NB: I tested "mov %V0, 1 \n" and rightfully get 1 as the output, which proves that the substitution somehow works.

Solution

I'm not aware of any good way to do this, I recommend AT&T syntax for GNU C inline asm (or dialect-alternatives add {%1,%0 | %0,%1} so it works both ways for GCC.) Options like -masm=intel don't get clang to substitute in bare register names the way they do for GCC.

(Update: clang 14 changes that: How to set gcc or clang to use Intel syntax permanently for inline asm() statements?)

How to generate assembly code with clang in Intel syntax? is about the syntax used for -S output, and unlike GCC it's not connected to the syntax for inline-asm input to the compiler.

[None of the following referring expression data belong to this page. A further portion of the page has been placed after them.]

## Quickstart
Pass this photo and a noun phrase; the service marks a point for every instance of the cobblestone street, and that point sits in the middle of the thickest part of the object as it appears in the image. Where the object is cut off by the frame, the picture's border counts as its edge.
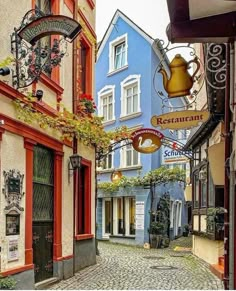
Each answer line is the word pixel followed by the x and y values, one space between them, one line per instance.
pixel 122 267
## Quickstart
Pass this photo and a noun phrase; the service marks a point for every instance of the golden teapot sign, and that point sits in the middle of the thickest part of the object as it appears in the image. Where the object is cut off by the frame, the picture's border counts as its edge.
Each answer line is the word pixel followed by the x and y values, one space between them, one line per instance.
pixel 180 119
pixel 180 81
pixel 146 140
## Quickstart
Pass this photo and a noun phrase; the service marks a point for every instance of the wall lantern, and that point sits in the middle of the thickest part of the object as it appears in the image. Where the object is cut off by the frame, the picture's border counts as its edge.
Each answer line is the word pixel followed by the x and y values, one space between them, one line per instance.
pixel 75 162
pixel 203 175
pixel 35 55
pixel 4 71
pixel 116 176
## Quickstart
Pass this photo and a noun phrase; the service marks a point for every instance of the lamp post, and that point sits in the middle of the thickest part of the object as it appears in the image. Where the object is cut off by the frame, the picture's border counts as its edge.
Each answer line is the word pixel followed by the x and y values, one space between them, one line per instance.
pixel 75 162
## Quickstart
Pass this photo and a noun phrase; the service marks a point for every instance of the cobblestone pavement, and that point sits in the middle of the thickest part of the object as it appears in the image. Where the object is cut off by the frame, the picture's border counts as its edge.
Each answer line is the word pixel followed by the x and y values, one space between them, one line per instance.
pixel 122 267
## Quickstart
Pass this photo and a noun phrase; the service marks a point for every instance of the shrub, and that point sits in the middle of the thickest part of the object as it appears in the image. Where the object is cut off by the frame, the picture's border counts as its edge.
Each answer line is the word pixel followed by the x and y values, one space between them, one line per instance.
pixel 7 283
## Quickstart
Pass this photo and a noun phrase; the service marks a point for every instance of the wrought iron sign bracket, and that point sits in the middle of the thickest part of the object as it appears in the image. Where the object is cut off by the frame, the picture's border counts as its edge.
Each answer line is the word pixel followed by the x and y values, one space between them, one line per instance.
pixel 31 55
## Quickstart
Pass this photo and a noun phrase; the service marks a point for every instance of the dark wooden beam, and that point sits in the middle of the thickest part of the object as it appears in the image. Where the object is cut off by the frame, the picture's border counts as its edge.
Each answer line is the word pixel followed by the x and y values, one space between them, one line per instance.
pixel 178 10
pixel 218 29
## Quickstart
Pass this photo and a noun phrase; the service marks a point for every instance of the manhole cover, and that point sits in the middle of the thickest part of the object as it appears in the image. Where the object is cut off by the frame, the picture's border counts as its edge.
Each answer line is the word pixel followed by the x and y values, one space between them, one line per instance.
pixel 163 267
pixel 153 258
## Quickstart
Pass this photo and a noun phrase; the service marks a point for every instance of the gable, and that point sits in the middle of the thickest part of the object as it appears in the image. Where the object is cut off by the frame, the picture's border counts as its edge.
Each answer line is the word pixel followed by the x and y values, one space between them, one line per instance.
pixel 112 26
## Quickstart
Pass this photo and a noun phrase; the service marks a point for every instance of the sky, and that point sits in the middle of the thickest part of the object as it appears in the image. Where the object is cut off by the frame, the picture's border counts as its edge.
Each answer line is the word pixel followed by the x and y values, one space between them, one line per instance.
pixel 150 15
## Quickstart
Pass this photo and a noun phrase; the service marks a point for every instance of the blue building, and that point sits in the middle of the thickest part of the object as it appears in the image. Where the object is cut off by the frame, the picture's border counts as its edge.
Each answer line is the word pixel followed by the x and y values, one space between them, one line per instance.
pixel 126 94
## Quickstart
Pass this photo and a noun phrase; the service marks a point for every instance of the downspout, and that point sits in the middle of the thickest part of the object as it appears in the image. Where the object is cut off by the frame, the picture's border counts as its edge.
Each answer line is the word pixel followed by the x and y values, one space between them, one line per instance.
pixel 226 179
pixel 74 95
pixel 232 181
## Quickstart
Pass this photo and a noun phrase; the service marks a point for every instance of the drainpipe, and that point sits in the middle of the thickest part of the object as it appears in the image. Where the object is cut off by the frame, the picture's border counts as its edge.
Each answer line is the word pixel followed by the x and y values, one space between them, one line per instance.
pixel 75 142
pixel 226 186
pixel 232 180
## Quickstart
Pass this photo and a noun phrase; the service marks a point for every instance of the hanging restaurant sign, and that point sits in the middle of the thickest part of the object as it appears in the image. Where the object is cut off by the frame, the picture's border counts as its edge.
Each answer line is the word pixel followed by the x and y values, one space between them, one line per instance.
pixel 146 140
pixel 50 25
pixel 180 119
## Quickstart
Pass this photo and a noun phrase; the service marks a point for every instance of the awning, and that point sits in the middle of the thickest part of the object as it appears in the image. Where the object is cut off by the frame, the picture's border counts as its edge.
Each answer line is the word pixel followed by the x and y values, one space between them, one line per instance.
pixel 201 21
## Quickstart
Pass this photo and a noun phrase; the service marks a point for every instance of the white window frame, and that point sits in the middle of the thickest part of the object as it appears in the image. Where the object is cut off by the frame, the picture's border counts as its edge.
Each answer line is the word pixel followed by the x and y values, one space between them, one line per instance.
pixel 123 155
pixel 112 161
pixel 112 46
pixel 103 93
pixel 105 234
pixel 127 220
pixel 131 80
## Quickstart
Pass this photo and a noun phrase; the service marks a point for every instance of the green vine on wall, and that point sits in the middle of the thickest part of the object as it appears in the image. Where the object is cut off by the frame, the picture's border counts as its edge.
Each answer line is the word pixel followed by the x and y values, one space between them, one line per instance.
pixel 158 176
pixel 87 128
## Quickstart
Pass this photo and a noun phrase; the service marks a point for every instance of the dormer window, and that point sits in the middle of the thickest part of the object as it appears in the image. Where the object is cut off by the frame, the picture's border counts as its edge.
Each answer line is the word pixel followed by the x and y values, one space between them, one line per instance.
pixel 118 54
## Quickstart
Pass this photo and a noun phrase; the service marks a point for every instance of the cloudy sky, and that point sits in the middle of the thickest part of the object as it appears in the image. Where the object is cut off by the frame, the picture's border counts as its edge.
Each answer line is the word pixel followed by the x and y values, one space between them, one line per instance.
pixel 151 15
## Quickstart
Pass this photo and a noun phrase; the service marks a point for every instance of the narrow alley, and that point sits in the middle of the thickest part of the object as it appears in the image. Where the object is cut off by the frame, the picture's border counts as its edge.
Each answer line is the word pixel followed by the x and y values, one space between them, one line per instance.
pixel 122 267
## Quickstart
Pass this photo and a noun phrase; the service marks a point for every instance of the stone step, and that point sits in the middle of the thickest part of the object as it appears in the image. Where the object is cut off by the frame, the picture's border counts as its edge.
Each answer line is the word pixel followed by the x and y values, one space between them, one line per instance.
pixel 218 270
pixel 221 261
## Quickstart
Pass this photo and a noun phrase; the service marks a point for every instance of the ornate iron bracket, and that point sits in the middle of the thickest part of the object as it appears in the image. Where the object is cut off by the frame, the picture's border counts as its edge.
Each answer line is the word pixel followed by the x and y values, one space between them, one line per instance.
pixel 33 58
pixel 166 53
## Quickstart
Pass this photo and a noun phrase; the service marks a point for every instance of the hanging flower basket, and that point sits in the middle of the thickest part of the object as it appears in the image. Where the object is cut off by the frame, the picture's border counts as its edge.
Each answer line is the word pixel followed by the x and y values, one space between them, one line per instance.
pixel 86 105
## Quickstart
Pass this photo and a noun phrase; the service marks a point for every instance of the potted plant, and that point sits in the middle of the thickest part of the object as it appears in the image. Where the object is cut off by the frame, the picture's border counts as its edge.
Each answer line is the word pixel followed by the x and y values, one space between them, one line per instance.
pixel 156 232
pixel 186 230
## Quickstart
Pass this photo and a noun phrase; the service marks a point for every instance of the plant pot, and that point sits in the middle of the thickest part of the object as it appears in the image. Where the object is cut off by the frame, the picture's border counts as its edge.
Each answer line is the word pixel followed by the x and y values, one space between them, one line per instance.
pixel 155 240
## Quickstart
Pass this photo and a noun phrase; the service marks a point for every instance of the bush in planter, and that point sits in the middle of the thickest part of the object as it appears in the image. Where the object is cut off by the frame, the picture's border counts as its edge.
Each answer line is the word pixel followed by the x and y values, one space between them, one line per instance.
pixel 7 283
pixel 156 232
pixel 186 230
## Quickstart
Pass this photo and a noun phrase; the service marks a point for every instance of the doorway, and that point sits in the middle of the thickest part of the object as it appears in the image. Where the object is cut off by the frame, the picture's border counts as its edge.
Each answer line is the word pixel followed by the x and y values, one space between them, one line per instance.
pixel 43 200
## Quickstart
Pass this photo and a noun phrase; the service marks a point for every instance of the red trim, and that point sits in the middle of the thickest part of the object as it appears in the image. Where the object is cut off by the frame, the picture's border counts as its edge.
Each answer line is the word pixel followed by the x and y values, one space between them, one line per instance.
pixel 29 146
pixel 87 23
pixel 91 4
pixel 17 270
pixel 59 259
pixel 68 257
pixel 89 49
pixel 2 130
pixel 84 236
pixel 31 133
pixel 70 5
pixel 57 244
pixel 83 201
pixel 51 84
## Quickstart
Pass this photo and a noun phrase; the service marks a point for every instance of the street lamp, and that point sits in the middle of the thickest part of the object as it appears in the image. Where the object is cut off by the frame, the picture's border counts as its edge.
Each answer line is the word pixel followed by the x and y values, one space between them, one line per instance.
pixel 75 162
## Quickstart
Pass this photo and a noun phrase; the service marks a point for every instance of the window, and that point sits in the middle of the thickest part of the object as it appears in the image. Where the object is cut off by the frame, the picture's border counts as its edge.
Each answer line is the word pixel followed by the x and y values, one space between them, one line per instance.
pixel 108 215
pixel 196 190
pixel 84 71
pixel 118 53
pixel 120 215
pixel 83 211
pixel 131 216
pixel 46 7
pixel 129 156
pixel 107 107
pixel 108 161
pixel 204 189
pixel 130 95
pixel 106 103
pixel 123 216
pixel 211 191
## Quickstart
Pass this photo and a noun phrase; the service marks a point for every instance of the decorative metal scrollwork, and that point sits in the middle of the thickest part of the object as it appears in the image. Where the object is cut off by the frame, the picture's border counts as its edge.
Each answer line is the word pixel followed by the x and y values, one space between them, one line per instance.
pixel 215 65
pixel 32 60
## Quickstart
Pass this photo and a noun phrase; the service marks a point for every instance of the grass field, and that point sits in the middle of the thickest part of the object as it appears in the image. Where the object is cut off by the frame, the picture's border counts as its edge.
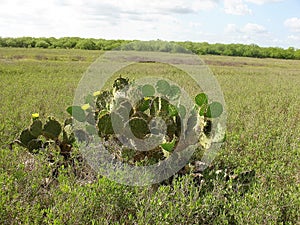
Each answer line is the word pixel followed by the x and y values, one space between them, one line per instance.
pixel 263 104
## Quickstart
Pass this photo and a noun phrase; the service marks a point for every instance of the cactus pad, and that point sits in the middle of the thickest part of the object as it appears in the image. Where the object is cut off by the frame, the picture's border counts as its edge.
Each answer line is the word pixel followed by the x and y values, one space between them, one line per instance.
pixel 52 129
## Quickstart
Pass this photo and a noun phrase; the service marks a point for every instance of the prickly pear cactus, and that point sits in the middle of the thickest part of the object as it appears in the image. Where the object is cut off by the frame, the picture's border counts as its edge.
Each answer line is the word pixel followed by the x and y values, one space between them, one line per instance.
pixel 52 129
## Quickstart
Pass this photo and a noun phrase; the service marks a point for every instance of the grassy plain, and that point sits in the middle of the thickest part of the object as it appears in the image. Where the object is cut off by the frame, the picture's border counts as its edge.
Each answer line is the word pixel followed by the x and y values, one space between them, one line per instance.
pixel 262 97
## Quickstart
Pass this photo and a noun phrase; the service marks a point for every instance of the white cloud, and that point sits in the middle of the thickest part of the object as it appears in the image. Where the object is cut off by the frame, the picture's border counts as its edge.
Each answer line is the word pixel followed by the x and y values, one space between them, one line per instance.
pixel 261 2
pixel 249 28
pixel 249 33
pixel 128 19
pixel 294 37
pixel 252 28
pixel 293 24
pixel 236 7
pixel 231 28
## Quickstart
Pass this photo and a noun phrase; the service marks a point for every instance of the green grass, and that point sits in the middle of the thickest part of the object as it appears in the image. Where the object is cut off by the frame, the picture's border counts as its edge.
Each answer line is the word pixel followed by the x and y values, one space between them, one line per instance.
pixel 262 97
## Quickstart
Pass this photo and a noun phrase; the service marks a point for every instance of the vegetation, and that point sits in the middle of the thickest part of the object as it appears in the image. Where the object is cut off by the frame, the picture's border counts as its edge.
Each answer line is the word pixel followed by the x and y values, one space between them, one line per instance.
pixel 204 48
pixel 254 179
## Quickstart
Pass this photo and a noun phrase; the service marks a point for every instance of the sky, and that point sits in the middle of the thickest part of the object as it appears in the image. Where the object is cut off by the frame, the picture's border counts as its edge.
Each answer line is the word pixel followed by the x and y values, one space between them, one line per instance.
pixel 262 22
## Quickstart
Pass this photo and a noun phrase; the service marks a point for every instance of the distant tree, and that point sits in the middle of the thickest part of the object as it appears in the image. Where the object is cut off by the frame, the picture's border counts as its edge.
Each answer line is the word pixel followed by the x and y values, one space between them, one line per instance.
pixel 86 44
pixel 42 44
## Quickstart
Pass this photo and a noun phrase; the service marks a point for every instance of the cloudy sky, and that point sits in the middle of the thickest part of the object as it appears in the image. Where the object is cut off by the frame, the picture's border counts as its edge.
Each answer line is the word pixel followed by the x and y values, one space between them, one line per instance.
pixel 264 22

The behaviour of --x86-asm-syntax=intel hasn't changed: it still outputs in Intel syntax, and doesn't help you with inline asm.

You can abuse %V0 or %V[i] (instead of %0 or %[i]) to print the "naked" full-register name in the template https://gcc.gnu.org/onlinedocs/gcc/Extended-Asm.html#x86Operandmodifiers, but that sucks because it only prints the full register name. Even for a 32-bit int that picked EAX, it will print RAX instead of EAX.

(It also doesn't work for "m" memory operands to get dword ptr [rsp + 16] or whatever compiler's choice of addressing mode, but it's better than nothing. Although IMO it's not better than just using AT&T syntax.)

Or you could pick hard registers like "=a"(var) and then just explicitly use EAX instead of %0. But that's worse and defeats some of the optimization benefit of the constraint system.

You do still need ".intel_syntax noprefix\n" in your template, and you should end your template with ".att_syntax" to switch the assembler back to AT&T mode to assemble the later compiler-generated asm. (Needed if you want your code to work with GCC! clang's built-in assembler doesn't merge your inline asm text into one big asm text file before assembling, it goes straight to machine code for compiler-generated instructions.)

Obviously telling the compiler it can pick any register with "=r", and then actually using your own hard-coded choices, will create undefined behaviour when the compiler picks differently. You'll step on the compilers toes and corrupt values it wanted to use later, and have it take garbage from the wrong registers as the output. IDK why you bothered to include that in your question; that would break in exactly the same way for AT&T syntax for the same fairly obvious reason.